Leatherman’s story might have ended with the PST, a product so well designed, it’s still sold by the company today as a collector’s item. Instead, Tim fostered the talent he discovered on the company’s growing roster of employees. One shining star was Ben Rivera, a fresh-from-OSU grad who proposed replacing the PST’s folding pliers with scissors. “I thought it was a mistake to take our focus off the plier tools,” Tim admits. But Rivera’s brainchild, the Micra, sold so well that when it launched in 1996, it was back-ordered within weeks. When Rivera’s son was born in 2000, he used a Micra to cut the umbilical cord.
The innovation continued. Rivera (now the CEO at Leatherman) went on to develop such icons as the Wave (which replaced the PST as the ultimate multi-tool) and the Tread (a tool bracelet that wearers could take into high-security zones like stadiums that prohibit knives). And last year, the company launched the FREE series, which uses magnets to secure the tools so users can deploy them with one hand.
A few products tanked. The Flair, for example, was developed for the European market and included an olive fork and pâté knife. “Its downfall was that Euros didn’t want to eat food off the same tool they used to change their car’s oil,” Tim says wryly.
Like almost all Leatherman tools and parts, such ideas were built from scratch in Portland. “Knockoffs may be one-tenth our cost, but they’re one-twentieth our quality,” Tim says.
These days, Tim packs a portable engraver when he travels, so he can personalize the tools that fans bring to company events around the world. He also makes more time for his other interest: racket sports. Before making tools, Tim aspired to become a table-tennis pro, and though that dream never materialized, his passion hasn’t abated.
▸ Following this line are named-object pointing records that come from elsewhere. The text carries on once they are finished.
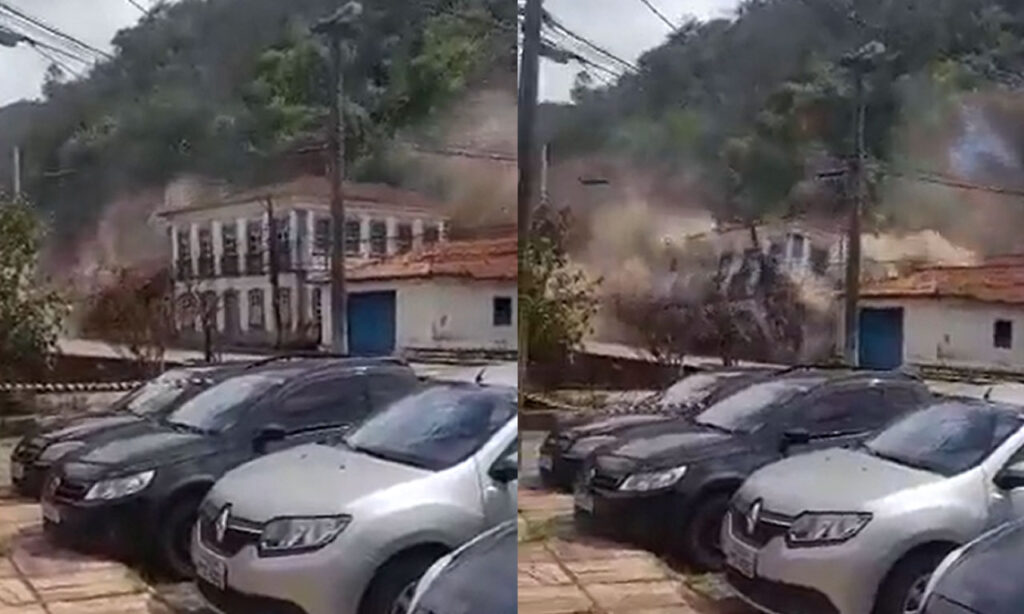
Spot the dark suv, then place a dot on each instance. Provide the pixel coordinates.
(137, 495)
(37, 451)
(565, 447)
(668, 486)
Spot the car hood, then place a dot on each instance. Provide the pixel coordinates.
(148, 445)
(615, 424)
(834, 479)
(657, 445)
(75, 429)
(978, 579)
(341, 477)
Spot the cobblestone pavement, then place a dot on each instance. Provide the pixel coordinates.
(563, 572)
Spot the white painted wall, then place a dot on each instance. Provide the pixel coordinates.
(957, 333)
(448, 313)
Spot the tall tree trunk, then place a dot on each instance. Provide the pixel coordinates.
(273, 272)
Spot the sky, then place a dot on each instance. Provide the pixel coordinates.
(93, 22)
(625, 28)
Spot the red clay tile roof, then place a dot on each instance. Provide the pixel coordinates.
(494, 259)
(999, 281)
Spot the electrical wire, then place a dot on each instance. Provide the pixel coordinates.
(52, 30)
(659, 14)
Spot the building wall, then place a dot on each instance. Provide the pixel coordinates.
(445, 313)
(956, 333)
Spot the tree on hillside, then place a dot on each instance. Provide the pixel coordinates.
(133, 310)
(31, 313)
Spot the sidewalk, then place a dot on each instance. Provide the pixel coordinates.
(562, 572)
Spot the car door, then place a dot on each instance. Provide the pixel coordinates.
(500, 497)
(323, 408)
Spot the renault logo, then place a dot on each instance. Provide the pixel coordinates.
(753, 517)
(221, 525)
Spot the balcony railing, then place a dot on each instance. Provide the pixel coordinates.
(254, 264)
(229, 265)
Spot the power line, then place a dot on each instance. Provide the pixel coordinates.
(553, 23)
(53, 31)
(659, 14)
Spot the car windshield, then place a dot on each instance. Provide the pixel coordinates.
(948, 438)
(154, 398)
(750, 408)
(436, 428)
(688, 390)
(218, 407)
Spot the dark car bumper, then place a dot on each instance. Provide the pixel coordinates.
(643, 520)
(558, 471)
(117, 529)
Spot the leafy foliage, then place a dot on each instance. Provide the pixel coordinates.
(225, 88)
(31, 314)
(557, 301)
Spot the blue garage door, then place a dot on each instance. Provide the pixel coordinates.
(371, 323)
(881, 338)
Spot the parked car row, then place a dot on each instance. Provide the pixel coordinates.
(816, 490)
(290, 485)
He plays tennis most Saturday mornings and even won a silver medal at the pickleball national championships last November. (There’s a pickleball court in Leatherman’s warehouse.)
Only on the court does Tim leave his tools behind because, he says, Leatherman multi-tools are most useful when you least expect to need them—like at the wedding he attended in Hawaii, where he used his pocket tool to shut down a sprinkler that started soaking guests as the couple said their vows. “That was very gratifying,” he says. “It just feels great to fix something with your own hands.”